Thursday, 12 July 2012


Plaid has rightly called for an urgent extension of support for small businesses in Wales in order to safeguard jobs and livelihoods during the recession. Welsh Government support for small to medium sized enterprises (SMEs) is due to run out in March 2013 – and the doubts over future support are leading to uncertainty for businesses throughout Wales. The Welsh Government needs to commit itself to extending support for SMEs beyond March 2013. Plaid has renewed its call for government support to be extended to help more businesses. Plaid’s Small Business Job Protection Scheme would give financial help to extra 8,000 businesses in Wales by offering full relief from Business rates to businesses with a rateable value of up to £12,000 and tapered support up to a rateable value of £18,000. Plaid has argued that revised GDP figures that show that the double dip recession is even deeper that initially feared something that make it exceptionally important for the Welsh government to take urgent action on business rates. The party has also said that the Welsh government should be investing in capital projects which would help to create and safeguard thousands of jobs across all of Wales. 

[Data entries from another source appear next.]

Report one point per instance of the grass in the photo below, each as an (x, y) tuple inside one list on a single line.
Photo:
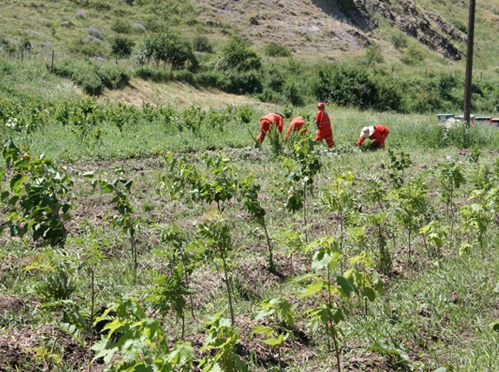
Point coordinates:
[(436, 310)]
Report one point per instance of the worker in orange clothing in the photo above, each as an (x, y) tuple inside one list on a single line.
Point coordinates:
[(323, 126), (376, 132), (296, 125), (266, 123)]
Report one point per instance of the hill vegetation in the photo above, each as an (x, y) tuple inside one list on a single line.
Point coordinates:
[(293, 59), (141, 229)]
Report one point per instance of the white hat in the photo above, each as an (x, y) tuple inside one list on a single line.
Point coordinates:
[(367, 132)]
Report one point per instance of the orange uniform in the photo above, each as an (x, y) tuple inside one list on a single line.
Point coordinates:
[(379, 135), (296, 125), (324, 128), (266, 123)]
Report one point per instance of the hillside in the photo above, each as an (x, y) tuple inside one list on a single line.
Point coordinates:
[(402, 39)]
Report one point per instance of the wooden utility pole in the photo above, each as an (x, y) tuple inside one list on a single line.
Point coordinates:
[(469, 64)]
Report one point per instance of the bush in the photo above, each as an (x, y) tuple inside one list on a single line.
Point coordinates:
[(274, 49), (373, 55), (121, 46), (185, 76), (88, 81), (202, 44), (121, 26), (112, 76), (167, 47), (460, 26), (238, 55), (93, 77), (412, 55), (292, 92), (154, 74), (350, 85), (399, 41)]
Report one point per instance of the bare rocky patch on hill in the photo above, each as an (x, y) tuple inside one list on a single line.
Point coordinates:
[(321, 27)]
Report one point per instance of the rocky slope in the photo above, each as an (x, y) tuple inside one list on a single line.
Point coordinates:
[(321, 27)]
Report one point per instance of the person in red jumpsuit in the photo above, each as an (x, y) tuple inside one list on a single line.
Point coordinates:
[(297, 124), (323, 126), (376, 132), (266, 123)]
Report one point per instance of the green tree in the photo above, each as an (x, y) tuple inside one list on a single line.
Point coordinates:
[(170, 48), (121, 46), (38, 199), (238, 55)]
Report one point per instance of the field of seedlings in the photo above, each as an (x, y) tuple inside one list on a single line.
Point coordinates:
[(159, 239)]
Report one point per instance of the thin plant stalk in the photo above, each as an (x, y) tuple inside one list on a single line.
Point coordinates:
[(271, 258), (229, 295), (305, 211)]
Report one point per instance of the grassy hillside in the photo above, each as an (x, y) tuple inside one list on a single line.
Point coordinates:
[(294, 39)]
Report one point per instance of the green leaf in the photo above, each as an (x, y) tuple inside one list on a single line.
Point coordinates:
[(313, 288), (321, 260), (346, 286), (261, 329), (107, 188), (182, 354), (494, 326), (275, 342), (369, 293)]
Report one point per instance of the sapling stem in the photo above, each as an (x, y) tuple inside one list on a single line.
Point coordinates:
[(271, 259), (229, 295)]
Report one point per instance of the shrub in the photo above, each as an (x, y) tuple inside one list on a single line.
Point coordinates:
[(121, 26), (185, 76), (154, 74), (460, 26), (292, 92), (93, 77), (122, 46), (373, 55), (238, 55), (112, 76), (167, 47), (350, 85), (94, 32), (274, 49), (88, 81), (399, 41), (202, 44), (140, 27), (412, 55)]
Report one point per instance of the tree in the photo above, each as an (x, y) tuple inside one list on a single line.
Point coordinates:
[(167, 47), (121, 46), (238, 55)]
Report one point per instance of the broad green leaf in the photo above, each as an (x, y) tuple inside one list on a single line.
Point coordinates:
[(261, 329), (321, 260), (313, 288), (494, 326), (275, 342), (262, 314), (346, 286), (369, 293), (108, 188), (182, 353)]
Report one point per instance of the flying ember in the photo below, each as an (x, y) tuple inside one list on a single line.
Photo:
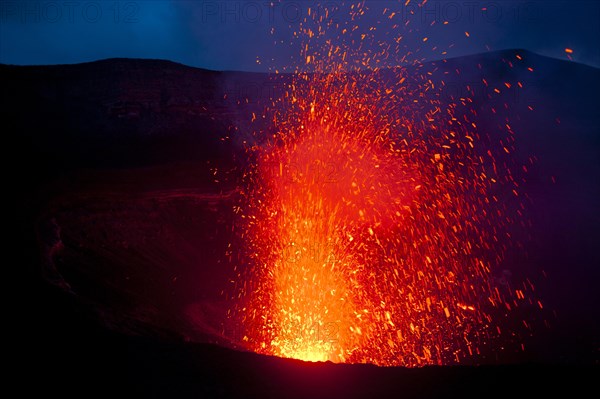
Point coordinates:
[(370, 224)]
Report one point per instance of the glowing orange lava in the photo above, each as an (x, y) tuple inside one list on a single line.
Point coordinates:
[(370, 226)]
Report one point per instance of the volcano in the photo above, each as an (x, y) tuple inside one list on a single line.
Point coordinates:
[(126, 207)]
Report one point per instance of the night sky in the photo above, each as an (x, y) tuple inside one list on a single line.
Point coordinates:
[(256, 36)]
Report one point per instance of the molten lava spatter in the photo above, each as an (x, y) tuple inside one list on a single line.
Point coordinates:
[(370, 226)]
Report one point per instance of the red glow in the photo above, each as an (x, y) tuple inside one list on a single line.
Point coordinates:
[(371, 226)]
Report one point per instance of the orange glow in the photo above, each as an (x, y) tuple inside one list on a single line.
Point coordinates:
[(369, 225)]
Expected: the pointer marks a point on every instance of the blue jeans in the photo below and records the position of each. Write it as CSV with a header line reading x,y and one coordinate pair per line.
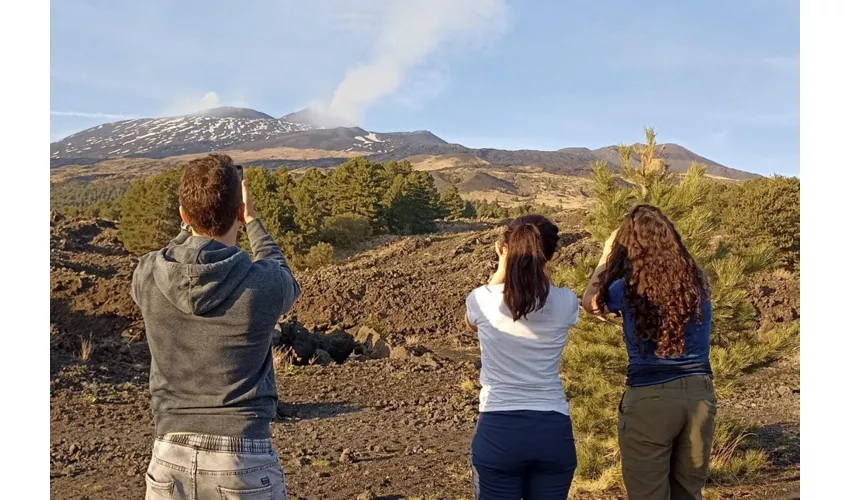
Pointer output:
x,y
523,454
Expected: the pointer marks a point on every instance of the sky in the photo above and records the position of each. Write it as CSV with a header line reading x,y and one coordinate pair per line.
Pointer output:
x,y
720,78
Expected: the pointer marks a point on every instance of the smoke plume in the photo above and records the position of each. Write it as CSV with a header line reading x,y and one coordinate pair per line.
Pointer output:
x,y
410,32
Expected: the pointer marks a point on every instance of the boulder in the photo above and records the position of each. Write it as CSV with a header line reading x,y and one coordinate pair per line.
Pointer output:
x,y
338,345
399,352
321,357
303,342
276,335
380,350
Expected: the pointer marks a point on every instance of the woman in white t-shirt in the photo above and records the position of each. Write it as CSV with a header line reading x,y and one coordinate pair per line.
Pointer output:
x,y
523,445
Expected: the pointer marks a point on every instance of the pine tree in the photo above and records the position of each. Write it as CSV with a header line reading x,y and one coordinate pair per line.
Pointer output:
x,y
356,187
309,200
686,203
453,205
412,204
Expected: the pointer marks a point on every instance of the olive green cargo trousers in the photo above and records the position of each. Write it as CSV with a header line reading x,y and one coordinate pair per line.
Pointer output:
x,y
665,435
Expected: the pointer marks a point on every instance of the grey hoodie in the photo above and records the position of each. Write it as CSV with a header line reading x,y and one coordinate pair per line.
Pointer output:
x,y
209,315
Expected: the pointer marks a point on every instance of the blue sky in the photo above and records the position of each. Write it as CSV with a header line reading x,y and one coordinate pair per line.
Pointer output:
x,y
720,78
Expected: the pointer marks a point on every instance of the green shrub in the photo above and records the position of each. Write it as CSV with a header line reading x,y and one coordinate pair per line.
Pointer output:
x,y
346,230
150,217
320,255
453,205
765,211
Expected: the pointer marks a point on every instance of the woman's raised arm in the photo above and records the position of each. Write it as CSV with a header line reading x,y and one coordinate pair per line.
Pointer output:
x,y
590,301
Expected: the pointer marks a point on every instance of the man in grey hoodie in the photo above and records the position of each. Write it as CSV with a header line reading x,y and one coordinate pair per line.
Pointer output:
x,y
209,315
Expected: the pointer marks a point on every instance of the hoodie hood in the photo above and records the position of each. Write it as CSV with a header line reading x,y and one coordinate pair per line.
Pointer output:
x,y
199,274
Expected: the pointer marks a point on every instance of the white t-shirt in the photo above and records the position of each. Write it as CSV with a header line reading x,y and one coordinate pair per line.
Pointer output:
x,y
520,360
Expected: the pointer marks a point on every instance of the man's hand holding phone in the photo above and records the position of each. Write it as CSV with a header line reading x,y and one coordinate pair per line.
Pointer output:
x,y
247,214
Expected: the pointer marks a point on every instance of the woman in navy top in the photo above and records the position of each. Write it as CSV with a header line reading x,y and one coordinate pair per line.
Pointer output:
x,y
666,415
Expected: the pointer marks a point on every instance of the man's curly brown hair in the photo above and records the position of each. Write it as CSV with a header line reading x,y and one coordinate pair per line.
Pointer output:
x,y
664,287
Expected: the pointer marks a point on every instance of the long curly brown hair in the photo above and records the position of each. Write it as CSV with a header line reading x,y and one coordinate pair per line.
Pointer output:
x,y
664,287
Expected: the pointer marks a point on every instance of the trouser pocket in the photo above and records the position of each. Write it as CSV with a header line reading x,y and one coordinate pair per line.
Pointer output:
x,y
157,489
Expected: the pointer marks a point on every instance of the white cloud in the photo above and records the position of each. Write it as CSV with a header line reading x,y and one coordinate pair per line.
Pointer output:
x,y
86,114
184,106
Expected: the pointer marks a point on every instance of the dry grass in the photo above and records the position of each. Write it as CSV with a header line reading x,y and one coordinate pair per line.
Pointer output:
x,y
731,461
468,386
282,359
86,348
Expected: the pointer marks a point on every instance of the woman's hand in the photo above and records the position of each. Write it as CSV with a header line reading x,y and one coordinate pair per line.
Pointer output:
x,y
608,247
590,301
499,276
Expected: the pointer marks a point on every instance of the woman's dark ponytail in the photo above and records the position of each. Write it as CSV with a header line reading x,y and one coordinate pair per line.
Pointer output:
x,y
531,241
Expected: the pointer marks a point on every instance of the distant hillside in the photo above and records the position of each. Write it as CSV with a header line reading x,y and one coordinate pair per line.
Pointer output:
x,y
248,130
481,181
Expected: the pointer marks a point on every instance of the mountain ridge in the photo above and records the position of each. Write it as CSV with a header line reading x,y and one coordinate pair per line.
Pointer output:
x,y
245,129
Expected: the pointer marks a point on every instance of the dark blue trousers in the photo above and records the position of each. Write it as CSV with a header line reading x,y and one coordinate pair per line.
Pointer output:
x,y
523,454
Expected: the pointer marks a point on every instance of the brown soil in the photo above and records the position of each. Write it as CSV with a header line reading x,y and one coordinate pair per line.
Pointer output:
x,y
406,423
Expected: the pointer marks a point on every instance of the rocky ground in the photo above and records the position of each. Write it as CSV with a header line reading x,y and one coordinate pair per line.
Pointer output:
x,y
395,427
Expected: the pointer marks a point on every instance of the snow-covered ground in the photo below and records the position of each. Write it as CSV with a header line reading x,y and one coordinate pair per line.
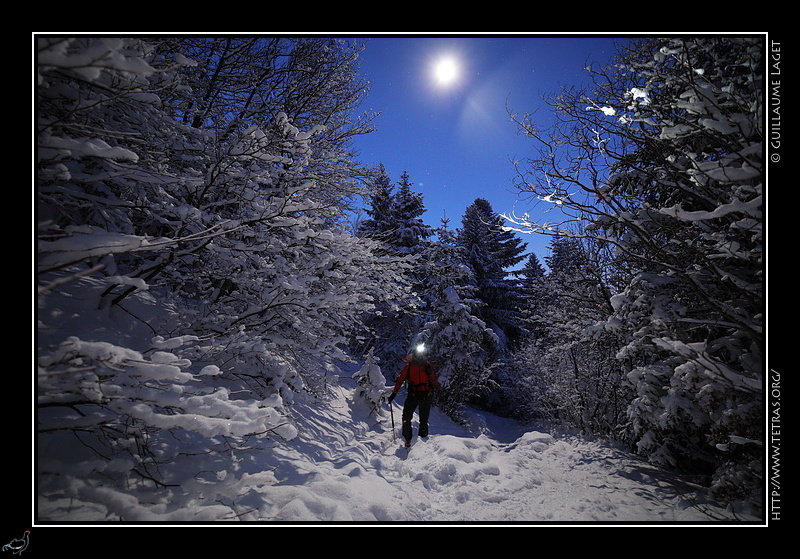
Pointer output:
x,y
346,466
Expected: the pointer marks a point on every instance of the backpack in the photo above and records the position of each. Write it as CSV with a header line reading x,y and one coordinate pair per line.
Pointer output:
x,y
419,377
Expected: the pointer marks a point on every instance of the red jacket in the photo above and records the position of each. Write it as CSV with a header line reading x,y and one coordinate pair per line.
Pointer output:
x,y
420,377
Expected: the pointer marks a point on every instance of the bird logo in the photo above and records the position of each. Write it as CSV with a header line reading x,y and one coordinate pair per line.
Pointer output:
x,y
18,545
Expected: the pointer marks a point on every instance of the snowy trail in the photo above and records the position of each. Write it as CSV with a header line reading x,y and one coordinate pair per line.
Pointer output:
x,y
342,469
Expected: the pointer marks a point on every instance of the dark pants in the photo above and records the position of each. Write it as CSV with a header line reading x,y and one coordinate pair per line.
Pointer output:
x,y
417,399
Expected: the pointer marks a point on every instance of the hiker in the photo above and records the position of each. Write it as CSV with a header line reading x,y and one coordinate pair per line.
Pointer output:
x,y
422,382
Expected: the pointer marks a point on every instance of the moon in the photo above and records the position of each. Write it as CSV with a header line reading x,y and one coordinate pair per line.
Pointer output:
x,y
446,71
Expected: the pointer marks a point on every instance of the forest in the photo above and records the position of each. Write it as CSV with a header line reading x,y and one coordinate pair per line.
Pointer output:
x,y
203,194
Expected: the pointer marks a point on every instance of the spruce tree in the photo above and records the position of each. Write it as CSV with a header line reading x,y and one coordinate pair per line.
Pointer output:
x,y
491,250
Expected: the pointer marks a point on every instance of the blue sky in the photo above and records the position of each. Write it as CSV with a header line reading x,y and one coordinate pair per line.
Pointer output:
x,y
457,141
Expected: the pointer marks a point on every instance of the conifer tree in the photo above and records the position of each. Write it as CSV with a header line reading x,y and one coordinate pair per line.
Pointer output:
x,y
491,250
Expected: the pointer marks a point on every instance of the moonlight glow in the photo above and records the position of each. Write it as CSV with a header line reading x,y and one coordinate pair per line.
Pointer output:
x,y
445,71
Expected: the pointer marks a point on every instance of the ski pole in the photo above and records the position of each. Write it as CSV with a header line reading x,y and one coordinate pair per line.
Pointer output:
x,y
391,412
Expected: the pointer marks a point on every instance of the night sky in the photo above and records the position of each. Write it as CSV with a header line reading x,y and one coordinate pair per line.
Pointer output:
x,y
455,138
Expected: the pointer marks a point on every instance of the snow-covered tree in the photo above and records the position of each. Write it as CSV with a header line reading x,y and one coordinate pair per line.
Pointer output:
x,y
491,251
461,346
199,223
371,383
396,223
667,169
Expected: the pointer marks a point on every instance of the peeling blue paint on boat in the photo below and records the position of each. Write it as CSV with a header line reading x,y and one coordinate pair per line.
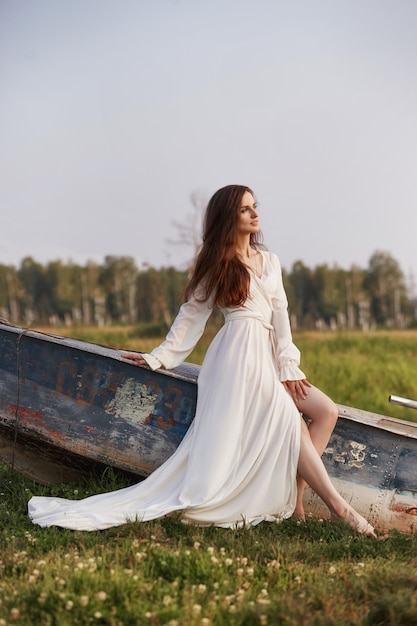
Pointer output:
x,y
68,401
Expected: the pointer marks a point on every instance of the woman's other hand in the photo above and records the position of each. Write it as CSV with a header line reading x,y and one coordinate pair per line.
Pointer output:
x,y
298,389
136,357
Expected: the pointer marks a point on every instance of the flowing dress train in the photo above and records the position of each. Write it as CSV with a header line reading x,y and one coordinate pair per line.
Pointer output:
x,y
237,463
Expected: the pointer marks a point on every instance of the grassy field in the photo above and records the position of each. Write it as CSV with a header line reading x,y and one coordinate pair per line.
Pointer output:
x,y
166,573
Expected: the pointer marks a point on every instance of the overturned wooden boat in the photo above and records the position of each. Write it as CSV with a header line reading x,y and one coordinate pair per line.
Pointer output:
x,y
68,407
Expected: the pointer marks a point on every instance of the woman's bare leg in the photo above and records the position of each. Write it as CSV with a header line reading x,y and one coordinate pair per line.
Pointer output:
x,y
322,413
312,470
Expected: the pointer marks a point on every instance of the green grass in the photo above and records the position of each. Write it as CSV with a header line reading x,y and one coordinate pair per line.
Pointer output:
x,y
166,573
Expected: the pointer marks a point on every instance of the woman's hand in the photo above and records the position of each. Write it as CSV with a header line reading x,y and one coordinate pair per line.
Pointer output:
x,y
298,389
135,357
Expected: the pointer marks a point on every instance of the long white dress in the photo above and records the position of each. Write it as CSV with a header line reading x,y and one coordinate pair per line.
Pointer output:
x,y
237,463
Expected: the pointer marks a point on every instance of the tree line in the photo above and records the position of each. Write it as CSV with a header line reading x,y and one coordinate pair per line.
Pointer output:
x,y
118,292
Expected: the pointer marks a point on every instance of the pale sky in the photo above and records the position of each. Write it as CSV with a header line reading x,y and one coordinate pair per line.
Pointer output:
x,y
113,112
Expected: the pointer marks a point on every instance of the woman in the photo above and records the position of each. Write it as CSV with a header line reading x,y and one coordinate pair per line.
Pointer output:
x,y
238,463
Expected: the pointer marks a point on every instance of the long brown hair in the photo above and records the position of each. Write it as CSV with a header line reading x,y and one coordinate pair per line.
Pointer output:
x,y
218,270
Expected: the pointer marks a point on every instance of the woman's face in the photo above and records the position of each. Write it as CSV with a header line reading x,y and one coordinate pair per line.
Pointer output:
x,y
248,222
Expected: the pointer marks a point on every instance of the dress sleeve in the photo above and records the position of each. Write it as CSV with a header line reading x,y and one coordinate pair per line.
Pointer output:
x,y
183,335
288,355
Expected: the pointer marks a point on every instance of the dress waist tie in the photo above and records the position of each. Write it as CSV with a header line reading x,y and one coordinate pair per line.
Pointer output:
x,y
236,315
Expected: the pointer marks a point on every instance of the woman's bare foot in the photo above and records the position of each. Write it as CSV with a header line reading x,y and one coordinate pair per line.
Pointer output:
x,y
358,523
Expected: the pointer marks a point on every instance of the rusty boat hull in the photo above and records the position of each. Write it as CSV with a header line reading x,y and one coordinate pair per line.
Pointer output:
x,y
68,407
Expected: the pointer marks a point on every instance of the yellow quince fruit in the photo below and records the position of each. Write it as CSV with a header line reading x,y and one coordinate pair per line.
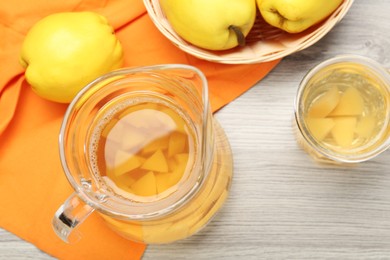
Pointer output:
x,y
212,25
295,16
63,52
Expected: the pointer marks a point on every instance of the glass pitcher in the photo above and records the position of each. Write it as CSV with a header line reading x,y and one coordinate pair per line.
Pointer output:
x,y
141,148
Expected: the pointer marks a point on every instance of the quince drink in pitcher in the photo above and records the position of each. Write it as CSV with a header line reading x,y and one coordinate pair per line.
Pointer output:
x,y
141,147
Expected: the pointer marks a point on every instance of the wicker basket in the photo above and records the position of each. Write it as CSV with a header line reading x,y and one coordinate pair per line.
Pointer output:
x,y
265,44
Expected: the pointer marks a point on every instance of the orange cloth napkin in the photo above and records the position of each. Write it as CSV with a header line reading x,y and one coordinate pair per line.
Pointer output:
x,y
32,183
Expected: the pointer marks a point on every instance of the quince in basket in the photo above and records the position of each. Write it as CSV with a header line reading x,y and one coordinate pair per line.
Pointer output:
x,y
295,16
211,24
65,51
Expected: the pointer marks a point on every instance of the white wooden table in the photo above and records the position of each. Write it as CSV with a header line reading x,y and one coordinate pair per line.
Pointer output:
x,y
282,204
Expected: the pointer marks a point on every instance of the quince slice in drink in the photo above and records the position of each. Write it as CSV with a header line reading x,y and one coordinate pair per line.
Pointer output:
x,y
145,186
126,162
322,106
351,104
177,143
365,126
160,143
343,131
156,162
320,127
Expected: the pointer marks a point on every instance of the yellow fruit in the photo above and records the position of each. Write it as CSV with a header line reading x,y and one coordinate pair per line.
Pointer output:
x,y
213,25
65,51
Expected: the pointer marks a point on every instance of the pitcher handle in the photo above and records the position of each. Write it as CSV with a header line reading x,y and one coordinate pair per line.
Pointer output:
x,y
70,214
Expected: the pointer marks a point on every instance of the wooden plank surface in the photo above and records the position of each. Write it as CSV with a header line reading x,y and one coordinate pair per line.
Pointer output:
x,y
282,204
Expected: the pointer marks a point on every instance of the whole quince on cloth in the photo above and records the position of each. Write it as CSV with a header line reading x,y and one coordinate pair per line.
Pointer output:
x,y
295,16
65,51
212,25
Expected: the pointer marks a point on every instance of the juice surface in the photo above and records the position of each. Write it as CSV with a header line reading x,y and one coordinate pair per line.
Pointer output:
x,y
345,111
145,149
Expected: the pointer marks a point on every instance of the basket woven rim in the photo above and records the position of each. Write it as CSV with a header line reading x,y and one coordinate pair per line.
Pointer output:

Plaid Cymru AM, Rhodri Glyn Thomas, said:

"It is imperative that the Labour Welsh Government takes urgent action in light of yet another stark warning about the depth and severity of this recession. The revised GDP figures show that the double dip recession is even deeper that initially feared and that is very worrying news indeed for the people of Wales especially as the worst of the ConDem cuts is still to come.

"As well as the general economic conditions which are making life very difficult indeed for small businesses, there is currently great uncertainty about how much support they will get from the Welsh Government after March next year. We’re now less than 9 months away and businesses do not know what their business rate bills will be for next year. The Labour Welsh Government is making it increasingly difficult for businesses to plan – and that is leading to uncertainty about jobs as a result. 

"Small business owners have been doing all they can to maintain staffing levels during the economic crisis, yet their efforts are under threat from Labour’s lethargy. This situation needs urgent action if jobs and livelihoods are to be safeguarded. 

"It’s bad enough that Labour ministers have refused to commit to Plaid Cymru’s plan to support small businesses during the economic crisis. We would extend support to more than 8,000 companies in Wales that do not currently receive any tax relief at all. But currently, Labour won’t even extend the current level of support – and if this uncertainty continues, there is a clear danger that further jobs will be lost."